Doric error management

Error location

Let’s see again the error raised by doric when making a reference to a non-existing column:

// Doric
List(1,2,3).toDF().select(colInt("id")+1)
// doric.sem.DoricMultiError: Found 1 error in select
//   [UNRESOLVED_COLUMN.WITH_SUGGESTION] A column or function parameter with name `id` cannot be resolved. Did you mean one of the following? [`value`].
//   	located at . (errors.md:27)
// 
// 	at doric.sem.package$ErrorThrower.$anonfun$returnOrThrow$1(package.scala:9)
// 	at cats.data.Validated.fold(Validated.scala:50)
// 	at doric.sem.package$ErrorThrower.returnOrThrow(package.scala:9)
// 	at doric.sem.TransformOps$DataframeTransformationSyntax.select(TransformOps.scala:140)
// 	at repl.MdocSession$MdocApp$$anonfun$1.apply(errors.md:27)
// 	at repl.MdocSession$MdocApp$$anonfun$1.apply(errors.md:27)
// Caused by: org.apache.spark.sql.AnalysisException: [UNRESOLVED_COLUMN.WITH_SUGGESTION] A column or function parameter with name `id` cannot be resolved. Did you mean one of the following? [`value`].
// 	at org.apache.spark.sql.errors.QueryCompilationErrors$.unresolvedColumnWithSuggestionError(QueryCompilationErrors.scala:3109)
// 	at org.apache.spark.sql.errors.QueryCompilationErrors$.resolveException(QueryCompilationErrors.scala:3117)
// 	at org.apache.spark.sql.Dataset.$anonfun$resolve$1(Dataset.scala:251)
// 	at scala.Option.getOrElse(Option.scala:189)
// 	at org.apache.spark.sql.Dataset.resolve(Dataset.scala:251)
// 	at org.apache.spark.sql.Dataset.col(Dataset.scala:1428)
// 	at org.apache.spark.sql.Dataset.apply(Dataset.scala:1395)
// 	at doric.types.SparkType.$anonfun$validate$1(SparkType.scala:61)
// 	at cats.data.KleisliApply.$anonfun$product$2(Kleisli.scala:735)
// 	at scala.Function1.$anonfun$andThen$1(Function1.scala:57)

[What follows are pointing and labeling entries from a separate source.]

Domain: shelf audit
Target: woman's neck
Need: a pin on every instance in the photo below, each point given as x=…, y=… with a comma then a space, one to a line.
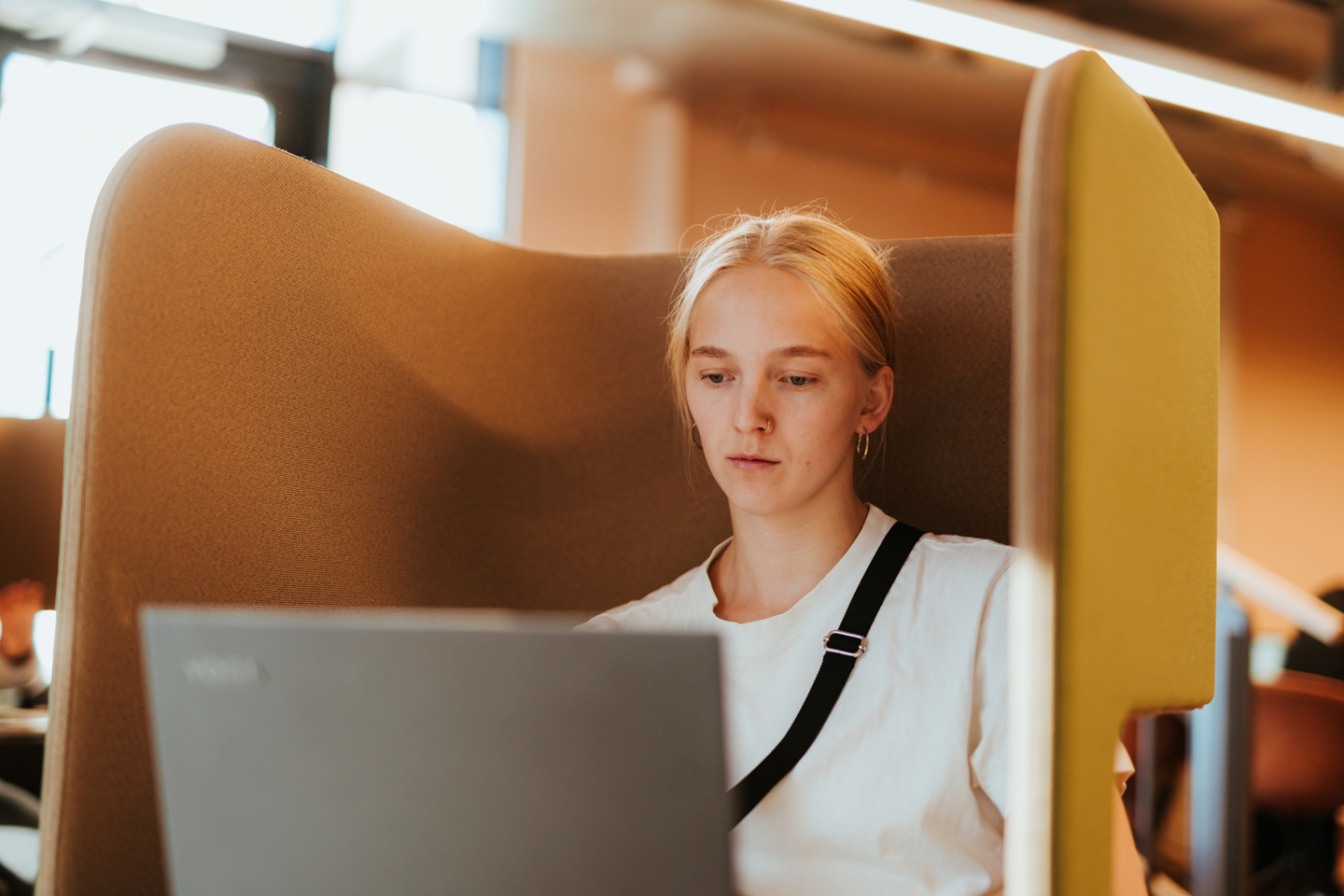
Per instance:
x=773, y=562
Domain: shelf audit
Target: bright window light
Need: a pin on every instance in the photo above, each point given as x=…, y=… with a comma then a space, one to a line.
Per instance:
x=45, y=641
x=1032, y=49
x=307, y=23
x=63, y=125
x=425, y=46
x=441, y=156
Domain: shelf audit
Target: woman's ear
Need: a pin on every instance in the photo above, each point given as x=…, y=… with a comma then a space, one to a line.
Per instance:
x=876, y=403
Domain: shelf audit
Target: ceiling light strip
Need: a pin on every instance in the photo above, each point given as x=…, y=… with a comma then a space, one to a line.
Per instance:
x=1029, y=48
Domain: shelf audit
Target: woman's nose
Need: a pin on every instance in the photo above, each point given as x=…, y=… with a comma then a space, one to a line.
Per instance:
x=754, y=409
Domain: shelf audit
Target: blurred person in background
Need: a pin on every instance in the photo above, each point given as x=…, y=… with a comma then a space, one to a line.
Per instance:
x=19, y=605
x=1301, y=855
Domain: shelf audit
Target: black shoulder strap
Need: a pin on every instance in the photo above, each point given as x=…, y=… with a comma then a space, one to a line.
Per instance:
x=843, y=649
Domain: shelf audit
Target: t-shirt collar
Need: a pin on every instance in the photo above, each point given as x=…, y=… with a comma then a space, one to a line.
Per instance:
x=830, y=596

As you may have already noticed, there is a slight difference with the exception reported by Spark: doric adds precise information about the location of the error in the source code, which in many cases is immensely useful (e.g. to support the development of reusable functions).

Error aggregation

Doric departs from Spark in an additional aspect of error management: Sparks adopts a fail-fast strategy, in such a way that it will stop at the first error encountered, whereas doric will keep accumulating errors throughout the whole column expression. This is essential to speed up and facilitate the solution to most common development problems.

For instance, let’s consider the following code where we encounter three erroneous column references:

val dfPair = List(("hi", 31)).toDF("str", "int")
val col1 = colInt("str")   // existing column, wrong type
val col2 = colString("int") // existing column, wrong type
val col3 = colInt("unknown") // non-existing column
dfPair.select(col1, col2, col3)
// doric.sem.DoricMultiError: Found 3 errors in select
//   The column with name 'int' was expected to be StringType but is of type IntegerType
//   	located at . (errors.md:42)
//   The column with name 'str' was expected to be IntegerType but is of type StringType
//   	located at . (errors.md:39)
//   [UNRESOLVED_COLUMN.WITH_SUGGESTION] A column or function parameter with name `unknown` cannot be resolved. Did you mean one of the following? [`str`, `int`].
//   	located at . (errors.md:45)
// 
// 	at doric.sem.package$ErrorThrower.$anonfun$returnOrThrow$1(package.scala:9)
// 	at cats.data.Validated.fold(Validated.scala:50)
// 	at doric.sem.package$ErrorThrower.returnOrThrow(package.scala:9)
// 	at doric.sem.TransformOps$DataframeTransformationSyntax.select(TransformOps.scala:140)
// 	at repl.MdocSession$MdocApp$$anonfun$2.apply(errors.md:52)
// 	at repl.MdocSession$MdocApp$$anonfun$2.apply(errors.md:52)

As we can see, the select expression throws a single exception reporting the three different errors. There is no need to start an annoying fix-rerun loop until all errors are found. Moreover, note that each error points to the line of the corresponding column expression where it took place.